The Fourteenth Word – Conclusion
بِسْمِ اللّٰهِ الرَّحْمٰنِ الرَّحِيمِ
وَمَا الْحَيٰوةُ الدُّنْيَۤا اِلاَّ مَتَاعُ الْغُرُور1
[A mallet to the ghâfil head and a warning lesson]
O my wretched nafs that sinks into ghaflah, sees this life as sweet, forgets the âkhirah and seeks the world! Do you know what you resemble? An ostrich! It sees the hunter but cannot fly; it sticks its head in the sand, lest the hunter not see it. Its huge body remains out. The hunter sees, but it closes its eyes in the sand and does not see.
O nafs, look at the following comparison and see how restricting one’s view only to the world transforms a precious pleasure into excruciating pain.
For example, there are two men in this village, that is, in Barla. Ninety-nine out of a hundred friends of one of them have gone to Istanbul. They live nicely. Only one has remained here; he too will go there; therefore, this man is longing for Istanbul; he thinks of it. He wants to meet with his friends. When he is told, “Go there,” he happily and joyfully goes. As for the second man, ninety-nine out of a hundred of his friends have gone from here. Some of them have disappeared. Some have been dug into places where they neither see nor are seen. He supposes them to be scattered and ruined, but this unfortunate man wants to find solace in a friendship with a single guest in place of all of them; he wants to cover those excruciating pains of separation with him.
O, nafs! All your friends, foremost Habibullah2 are on the other side of the grave. As for the one or two who remain here, they are also going. By being frightened of death and fearing the grave, do not turn your head. Look bravely at the grave, and listen to what it desires. Smile manfully at death's face, see what it wants. Beware; do not resemble the second man by falling into ghaflah.
O, my nafs! Do not say, "The time has changed, the age has altered, everyone has plunged into the world, worships life and is drunk with the struggle for livelihood," because death does not change. Separation does not transform into eternal union and does not alter. The impotence of mankind and the poverty of man do not change but increase.

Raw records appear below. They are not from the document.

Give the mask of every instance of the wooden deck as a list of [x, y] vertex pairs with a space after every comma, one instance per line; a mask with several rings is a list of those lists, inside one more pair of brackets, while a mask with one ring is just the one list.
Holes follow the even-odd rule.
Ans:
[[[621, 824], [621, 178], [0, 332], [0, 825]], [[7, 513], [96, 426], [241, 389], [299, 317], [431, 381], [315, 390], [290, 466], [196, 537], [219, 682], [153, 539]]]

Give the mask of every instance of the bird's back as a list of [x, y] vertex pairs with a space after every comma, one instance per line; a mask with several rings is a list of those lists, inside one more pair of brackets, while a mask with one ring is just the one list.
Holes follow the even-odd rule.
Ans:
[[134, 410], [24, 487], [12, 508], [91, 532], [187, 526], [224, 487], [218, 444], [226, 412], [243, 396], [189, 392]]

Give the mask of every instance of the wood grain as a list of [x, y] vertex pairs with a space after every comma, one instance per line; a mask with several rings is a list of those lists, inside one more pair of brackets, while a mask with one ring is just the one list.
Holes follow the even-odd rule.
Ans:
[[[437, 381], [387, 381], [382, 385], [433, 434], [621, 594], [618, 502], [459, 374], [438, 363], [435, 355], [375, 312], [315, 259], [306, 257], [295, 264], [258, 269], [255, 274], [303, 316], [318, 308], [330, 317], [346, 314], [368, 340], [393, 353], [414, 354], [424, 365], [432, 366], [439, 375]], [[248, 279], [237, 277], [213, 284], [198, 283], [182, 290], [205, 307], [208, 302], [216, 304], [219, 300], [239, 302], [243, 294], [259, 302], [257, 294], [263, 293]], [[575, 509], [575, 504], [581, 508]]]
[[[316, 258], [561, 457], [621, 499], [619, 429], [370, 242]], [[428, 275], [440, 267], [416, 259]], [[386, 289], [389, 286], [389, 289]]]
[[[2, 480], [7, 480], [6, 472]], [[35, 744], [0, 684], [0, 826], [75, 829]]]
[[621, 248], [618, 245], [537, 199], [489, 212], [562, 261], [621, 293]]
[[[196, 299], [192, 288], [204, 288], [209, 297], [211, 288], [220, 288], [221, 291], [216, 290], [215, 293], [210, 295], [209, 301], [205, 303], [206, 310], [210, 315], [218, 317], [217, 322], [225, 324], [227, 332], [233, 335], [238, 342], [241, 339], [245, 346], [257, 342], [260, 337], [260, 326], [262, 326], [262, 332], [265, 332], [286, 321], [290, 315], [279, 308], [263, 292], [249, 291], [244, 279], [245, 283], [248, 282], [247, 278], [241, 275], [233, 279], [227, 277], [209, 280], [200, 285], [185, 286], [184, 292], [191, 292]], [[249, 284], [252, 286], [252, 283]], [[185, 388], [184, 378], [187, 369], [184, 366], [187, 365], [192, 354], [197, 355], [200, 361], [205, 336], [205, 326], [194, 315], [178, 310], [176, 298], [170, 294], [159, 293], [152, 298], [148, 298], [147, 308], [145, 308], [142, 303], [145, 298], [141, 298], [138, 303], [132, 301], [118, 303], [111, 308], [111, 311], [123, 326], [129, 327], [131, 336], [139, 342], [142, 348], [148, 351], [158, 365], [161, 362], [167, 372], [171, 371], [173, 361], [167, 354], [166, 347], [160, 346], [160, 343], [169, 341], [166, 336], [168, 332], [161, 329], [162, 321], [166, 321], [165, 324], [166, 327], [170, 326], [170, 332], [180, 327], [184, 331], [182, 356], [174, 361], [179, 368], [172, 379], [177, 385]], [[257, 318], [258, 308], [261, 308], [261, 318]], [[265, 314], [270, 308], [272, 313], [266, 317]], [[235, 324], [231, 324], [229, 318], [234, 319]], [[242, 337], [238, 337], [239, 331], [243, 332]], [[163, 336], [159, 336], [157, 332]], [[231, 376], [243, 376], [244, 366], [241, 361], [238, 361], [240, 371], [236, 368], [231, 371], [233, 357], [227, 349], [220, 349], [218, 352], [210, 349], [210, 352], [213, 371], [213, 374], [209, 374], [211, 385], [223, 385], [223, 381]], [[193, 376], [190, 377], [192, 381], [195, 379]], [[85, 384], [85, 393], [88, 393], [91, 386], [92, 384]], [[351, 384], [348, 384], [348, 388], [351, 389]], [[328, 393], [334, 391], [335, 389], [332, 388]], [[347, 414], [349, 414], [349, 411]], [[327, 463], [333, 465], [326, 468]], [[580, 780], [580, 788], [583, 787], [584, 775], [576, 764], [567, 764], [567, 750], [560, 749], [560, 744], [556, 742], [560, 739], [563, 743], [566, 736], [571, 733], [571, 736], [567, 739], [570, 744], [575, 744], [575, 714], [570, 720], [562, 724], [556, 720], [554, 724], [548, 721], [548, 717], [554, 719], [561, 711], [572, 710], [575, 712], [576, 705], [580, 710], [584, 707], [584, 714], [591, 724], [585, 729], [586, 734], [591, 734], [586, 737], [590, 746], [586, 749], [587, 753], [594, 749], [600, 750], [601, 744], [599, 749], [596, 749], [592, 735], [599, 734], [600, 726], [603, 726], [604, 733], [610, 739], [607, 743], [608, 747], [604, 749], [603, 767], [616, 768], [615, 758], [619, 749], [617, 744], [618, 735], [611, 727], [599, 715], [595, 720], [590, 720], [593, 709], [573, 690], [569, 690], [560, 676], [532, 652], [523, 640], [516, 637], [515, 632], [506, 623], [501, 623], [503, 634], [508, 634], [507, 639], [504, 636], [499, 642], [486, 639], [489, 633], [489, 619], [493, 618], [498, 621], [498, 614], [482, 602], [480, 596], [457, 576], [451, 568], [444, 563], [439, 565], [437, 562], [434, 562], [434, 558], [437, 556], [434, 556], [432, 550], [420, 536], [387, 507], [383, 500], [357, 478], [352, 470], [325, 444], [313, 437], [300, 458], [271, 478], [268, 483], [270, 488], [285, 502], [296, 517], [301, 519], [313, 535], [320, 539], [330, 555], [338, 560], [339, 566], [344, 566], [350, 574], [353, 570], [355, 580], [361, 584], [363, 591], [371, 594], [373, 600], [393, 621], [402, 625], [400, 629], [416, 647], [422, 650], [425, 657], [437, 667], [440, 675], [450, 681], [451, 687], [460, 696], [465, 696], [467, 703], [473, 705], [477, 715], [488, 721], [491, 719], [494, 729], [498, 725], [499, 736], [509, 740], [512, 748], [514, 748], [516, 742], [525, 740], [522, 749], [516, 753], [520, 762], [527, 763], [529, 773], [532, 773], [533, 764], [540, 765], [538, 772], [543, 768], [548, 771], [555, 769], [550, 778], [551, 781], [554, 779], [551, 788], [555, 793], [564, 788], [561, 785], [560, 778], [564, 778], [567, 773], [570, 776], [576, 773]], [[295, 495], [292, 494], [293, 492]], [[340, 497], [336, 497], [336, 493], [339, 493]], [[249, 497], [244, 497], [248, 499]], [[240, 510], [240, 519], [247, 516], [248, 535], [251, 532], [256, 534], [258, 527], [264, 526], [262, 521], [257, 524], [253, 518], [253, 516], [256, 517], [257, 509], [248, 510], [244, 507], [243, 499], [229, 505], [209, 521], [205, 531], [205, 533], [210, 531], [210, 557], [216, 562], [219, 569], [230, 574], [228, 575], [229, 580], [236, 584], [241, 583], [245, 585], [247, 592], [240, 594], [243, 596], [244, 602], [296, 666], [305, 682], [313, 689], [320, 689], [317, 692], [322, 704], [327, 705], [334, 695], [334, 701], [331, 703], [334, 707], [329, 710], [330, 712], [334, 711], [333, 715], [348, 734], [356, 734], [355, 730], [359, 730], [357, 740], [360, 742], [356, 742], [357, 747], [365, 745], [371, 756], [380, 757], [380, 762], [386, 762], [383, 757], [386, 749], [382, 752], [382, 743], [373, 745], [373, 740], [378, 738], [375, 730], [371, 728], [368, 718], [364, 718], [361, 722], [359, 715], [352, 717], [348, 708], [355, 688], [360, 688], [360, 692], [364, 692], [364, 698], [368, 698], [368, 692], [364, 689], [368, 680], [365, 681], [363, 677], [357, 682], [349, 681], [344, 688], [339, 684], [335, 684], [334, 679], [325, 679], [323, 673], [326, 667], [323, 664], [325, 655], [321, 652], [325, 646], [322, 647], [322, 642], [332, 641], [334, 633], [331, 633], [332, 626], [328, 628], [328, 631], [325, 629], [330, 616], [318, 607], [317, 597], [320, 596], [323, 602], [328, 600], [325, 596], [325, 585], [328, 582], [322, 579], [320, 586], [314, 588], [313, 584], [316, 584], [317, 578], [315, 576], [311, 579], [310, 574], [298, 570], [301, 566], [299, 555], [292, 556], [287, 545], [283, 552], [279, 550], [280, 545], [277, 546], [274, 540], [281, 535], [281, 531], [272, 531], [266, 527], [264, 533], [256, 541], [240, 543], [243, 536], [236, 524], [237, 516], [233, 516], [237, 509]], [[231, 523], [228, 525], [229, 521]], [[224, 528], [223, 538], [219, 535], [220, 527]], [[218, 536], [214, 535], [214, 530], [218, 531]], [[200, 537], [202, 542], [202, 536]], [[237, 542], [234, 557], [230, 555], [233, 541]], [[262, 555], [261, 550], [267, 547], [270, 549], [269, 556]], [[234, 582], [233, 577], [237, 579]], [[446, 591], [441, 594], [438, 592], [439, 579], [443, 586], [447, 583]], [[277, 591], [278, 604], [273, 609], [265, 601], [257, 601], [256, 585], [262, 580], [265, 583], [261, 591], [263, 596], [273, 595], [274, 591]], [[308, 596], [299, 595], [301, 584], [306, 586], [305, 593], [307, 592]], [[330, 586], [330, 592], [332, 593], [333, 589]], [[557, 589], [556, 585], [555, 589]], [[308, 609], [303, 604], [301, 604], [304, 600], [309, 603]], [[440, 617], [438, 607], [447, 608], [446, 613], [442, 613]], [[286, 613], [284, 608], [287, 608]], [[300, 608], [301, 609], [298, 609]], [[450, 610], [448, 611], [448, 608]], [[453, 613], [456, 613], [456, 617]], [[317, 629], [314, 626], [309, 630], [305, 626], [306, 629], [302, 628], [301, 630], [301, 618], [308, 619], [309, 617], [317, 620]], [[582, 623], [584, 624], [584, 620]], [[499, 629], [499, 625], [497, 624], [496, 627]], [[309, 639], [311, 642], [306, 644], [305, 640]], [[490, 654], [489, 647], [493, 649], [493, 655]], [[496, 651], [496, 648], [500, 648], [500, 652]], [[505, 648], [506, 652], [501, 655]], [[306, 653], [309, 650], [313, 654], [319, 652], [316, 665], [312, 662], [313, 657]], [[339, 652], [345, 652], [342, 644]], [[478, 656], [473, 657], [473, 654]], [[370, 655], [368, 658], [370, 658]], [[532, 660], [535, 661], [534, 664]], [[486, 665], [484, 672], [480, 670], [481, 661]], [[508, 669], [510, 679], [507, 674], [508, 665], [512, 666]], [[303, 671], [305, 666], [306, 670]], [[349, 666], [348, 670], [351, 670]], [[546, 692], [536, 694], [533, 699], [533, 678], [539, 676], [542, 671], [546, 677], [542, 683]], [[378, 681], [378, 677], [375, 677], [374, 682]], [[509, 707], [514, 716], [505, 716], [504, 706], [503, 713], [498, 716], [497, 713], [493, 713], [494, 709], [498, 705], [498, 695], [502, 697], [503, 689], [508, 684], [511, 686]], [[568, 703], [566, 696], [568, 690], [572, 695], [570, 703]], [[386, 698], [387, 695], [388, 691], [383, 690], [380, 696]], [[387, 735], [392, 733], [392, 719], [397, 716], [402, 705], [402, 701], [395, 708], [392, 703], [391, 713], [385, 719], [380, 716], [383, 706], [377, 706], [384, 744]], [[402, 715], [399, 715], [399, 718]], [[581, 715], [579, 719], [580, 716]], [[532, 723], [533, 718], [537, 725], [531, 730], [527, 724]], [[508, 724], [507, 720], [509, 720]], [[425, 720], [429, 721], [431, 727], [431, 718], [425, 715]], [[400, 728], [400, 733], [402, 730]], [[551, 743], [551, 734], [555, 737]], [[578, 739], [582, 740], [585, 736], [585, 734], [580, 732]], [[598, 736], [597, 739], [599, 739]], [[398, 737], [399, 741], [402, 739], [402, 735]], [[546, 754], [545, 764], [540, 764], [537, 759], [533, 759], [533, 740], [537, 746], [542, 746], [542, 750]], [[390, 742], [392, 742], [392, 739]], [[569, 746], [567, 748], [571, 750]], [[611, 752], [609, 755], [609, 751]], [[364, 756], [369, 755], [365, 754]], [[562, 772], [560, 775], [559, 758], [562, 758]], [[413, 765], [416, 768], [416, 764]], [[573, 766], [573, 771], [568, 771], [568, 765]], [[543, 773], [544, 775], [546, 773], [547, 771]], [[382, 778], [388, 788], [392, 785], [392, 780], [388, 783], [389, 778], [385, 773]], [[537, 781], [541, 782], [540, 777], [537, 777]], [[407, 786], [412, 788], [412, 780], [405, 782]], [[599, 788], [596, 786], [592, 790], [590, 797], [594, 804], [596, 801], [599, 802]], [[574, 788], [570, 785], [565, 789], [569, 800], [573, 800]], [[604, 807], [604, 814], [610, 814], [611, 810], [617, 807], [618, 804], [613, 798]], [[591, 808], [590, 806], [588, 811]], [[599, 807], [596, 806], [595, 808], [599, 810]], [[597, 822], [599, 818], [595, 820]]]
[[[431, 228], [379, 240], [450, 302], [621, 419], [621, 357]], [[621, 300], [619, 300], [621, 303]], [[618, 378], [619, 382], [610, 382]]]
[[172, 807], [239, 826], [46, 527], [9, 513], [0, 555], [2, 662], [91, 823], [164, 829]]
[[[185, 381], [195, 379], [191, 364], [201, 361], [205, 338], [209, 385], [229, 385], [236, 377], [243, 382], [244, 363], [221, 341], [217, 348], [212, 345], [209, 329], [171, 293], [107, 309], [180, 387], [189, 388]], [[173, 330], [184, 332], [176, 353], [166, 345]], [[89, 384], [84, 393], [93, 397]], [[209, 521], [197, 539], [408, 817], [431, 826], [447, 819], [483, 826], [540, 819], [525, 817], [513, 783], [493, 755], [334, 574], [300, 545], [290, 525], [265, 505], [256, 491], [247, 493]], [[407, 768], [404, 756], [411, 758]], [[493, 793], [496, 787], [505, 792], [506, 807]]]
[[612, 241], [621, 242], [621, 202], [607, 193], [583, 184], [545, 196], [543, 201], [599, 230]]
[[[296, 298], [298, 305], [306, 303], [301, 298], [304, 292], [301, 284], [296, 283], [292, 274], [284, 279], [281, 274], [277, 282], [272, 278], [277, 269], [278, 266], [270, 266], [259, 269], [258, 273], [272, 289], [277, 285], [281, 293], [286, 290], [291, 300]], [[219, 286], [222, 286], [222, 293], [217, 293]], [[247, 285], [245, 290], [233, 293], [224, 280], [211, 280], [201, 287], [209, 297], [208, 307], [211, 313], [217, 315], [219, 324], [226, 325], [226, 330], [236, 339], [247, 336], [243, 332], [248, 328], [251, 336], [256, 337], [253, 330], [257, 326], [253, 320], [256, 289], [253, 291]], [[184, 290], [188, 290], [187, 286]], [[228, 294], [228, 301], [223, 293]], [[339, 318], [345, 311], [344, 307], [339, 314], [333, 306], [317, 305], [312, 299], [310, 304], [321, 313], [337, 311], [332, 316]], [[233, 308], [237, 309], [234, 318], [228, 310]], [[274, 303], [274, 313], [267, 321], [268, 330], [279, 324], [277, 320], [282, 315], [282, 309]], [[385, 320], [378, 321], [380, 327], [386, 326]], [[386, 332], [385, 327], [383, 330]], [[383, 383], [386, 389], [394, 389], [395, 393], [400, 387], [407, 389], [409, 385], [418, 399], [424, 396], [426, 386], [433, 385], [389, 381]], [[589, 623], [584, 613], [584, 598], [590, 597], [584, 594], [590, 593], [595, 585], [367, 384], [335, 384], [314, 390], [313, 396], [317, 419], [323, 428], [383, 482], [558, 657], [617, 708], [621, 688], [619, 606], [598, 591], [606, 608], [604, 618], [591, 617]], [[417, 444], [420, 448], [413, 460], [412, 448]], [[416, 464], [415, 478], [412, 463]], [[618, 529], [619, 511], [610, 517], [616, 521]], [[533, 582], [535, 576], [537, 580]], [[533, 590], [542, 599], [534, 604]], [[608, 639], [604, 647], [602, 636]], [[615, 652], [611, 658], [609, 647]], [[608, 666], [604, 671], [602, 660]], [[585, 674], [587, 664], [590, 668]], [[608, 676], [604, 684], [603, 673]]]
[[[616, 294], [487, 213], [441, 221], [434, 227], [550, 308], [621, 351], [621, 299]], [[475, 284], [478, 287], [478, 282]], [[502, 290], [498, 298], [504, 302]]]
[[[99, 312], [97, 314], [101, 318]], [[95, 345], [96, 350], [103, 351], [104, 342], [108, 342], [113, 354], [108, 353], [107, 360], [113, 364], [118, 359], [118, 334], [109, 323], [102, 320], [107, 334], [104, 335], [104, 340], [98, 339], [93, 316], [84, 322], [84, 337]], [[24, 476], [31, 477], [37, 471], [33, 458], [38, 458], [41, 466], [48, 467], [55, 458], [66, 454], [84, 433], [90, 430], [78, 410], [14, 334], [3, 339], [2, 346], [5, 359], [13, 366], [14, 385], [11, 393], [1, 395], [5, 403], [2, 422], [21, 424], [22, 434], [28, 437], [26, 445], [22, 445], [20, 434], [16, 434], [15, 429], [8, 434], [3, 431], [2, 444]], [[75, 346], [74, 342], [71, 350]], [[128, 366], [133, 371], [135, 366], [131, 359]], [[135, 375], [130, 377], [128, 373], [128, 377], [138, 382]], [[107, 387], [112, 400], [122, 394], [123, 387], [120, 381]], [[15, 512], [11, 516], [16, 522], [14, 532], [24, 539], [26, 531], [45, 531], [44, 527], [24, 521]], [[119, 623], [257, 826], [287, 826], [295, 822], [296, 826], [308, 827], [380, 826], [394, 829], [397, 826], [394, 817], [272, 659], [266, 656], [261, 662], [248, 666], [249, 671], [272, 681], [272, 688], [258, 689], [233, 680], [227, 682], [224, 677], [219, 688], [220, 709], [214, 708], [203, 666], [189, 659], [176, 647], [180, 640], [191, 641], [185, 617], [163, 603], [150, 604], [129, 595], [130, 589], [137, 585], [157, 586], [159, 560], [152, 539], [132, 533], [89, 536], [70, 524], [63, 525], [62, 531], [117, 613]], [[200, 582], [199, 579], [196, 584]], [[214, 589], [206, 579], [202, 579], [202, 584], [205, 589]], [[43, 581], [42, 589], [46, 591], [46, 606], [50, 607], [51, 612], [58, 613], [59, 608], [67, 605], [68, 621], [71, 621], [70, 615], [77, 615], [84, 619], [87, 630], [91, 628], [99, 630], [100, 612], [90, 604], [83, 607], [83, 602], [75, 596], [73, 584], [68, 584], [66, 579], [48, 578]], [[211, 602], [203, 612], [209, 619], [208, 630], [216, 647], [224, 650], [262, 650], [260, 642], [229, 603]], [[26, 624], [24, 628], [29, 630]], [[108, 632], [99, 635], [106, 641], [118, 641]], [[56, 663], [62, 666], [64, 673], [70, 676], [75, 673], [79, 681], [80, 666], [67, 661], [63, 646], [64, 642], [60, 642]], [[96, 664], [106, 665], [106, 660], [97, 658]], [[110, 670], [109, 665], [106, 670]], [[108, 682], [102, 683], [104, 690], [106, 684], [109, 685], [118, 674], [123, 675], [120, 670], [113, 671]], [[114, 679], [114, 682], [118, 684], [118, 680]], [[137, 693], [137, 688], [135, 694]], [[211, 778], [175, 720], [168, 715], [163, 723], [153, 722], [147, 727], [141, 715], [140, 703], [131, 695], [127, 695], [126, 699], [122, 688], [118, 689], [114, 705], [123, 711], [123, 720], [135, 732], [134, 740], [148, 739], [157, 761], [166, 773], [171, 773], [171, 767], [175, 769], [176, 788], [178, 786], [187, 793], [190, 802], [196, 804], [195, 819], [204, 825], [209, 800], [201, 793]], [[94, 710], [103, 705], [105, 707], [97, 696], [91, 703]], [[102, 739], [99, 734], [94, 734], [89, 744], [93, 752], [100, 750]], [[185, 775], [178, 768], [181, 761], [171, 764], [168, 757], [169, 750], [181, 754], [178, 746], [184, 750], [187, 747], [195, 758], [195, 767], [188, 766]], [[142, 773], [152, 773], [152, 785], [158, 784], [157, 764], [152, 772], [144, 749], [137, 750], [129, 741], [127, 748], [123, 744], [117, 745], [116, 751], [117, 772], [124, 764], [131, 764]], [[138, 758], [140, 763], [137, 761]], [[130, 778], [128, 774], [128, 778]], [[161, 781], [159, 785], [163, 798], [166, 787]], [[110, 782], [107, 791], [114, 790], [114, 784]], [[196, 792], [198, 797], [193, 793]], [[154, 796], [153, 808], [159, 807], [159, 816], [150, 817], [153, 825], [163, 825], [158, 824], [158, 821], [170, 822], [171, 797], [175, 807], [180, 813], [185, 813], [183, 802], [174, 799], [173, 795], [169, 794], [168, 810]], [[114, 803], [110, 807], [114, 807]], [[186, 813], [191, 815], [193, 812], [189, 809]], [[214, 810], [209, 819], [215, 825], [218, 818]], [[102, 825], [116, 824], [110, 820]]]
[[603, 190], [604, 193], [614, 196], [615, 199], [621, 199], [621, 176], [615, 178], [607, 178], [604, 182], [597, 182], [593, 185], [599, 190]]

The journey of mankind does not cease but acquires speed.
Also, do not say, "I too am like everyone else," because everyone accompanies you only until the door of the grave. As for the consolation of being together with everyone in the calamity, it is a fallacy on the other side of the grave. Also, do not suppose yourself to be free and independent, because if you look at this guesthouse world with the eye of hikmah, you cannot see anything without order and purpose. How can you remain without order and purpose? The incidents concerning beings in the universe, the events like the earthquake, are not playthings of random coincidence.
For example, although you see the extremely well-ordered and embroidered shirts made from the species of animals and plants that are clothed the earth, one over the other and one within the other and their being adorned and equipped from head to foot with purposes and hikmahs, and although you know that the earth is being revolved and turned like a majdhûb Mawlawi with perfect order and within extremely exalted purposes, they show the grievous losses of all those stricken with the calamity to be without recompense and to have gone to dust and cast them into fearsome despair by supposing the globe of the earth’s events pertaining to life, which is soiled with death, like the earthquake, {Note: This was written in connection with the Izmir earthquake.} which resembles the earth’s shaking its shoulders due to the ma’nawî weight of the son of Âdam’s demeanours with ghaflah, particularly the demeanours of some of the people of îmân — which the earth dislikes — to be without purpose and coincidental, as published by an atheist. They both make great error and commit great dhulm. Indeed, such events are transforming the transient property of the people of îmân into sadaqa by the command of a Hakîm, Who is Rahîm, and making it permanent; they are kaffârah for their sins arising from kufr an-ni’mah. Since this subjugated earth sees the works of mankind, which are the adornment of its face, as soiled with shirk and not being offered shukr, it finds them ugly. A day will come, at the command of Al-Khâliq, it will wipe its whole face and cleanse it through a great earthquake. At the command of Allah, it will pour the people of shirk into Jahannam and say to the people of shukr, "Let’s enter Jannah!"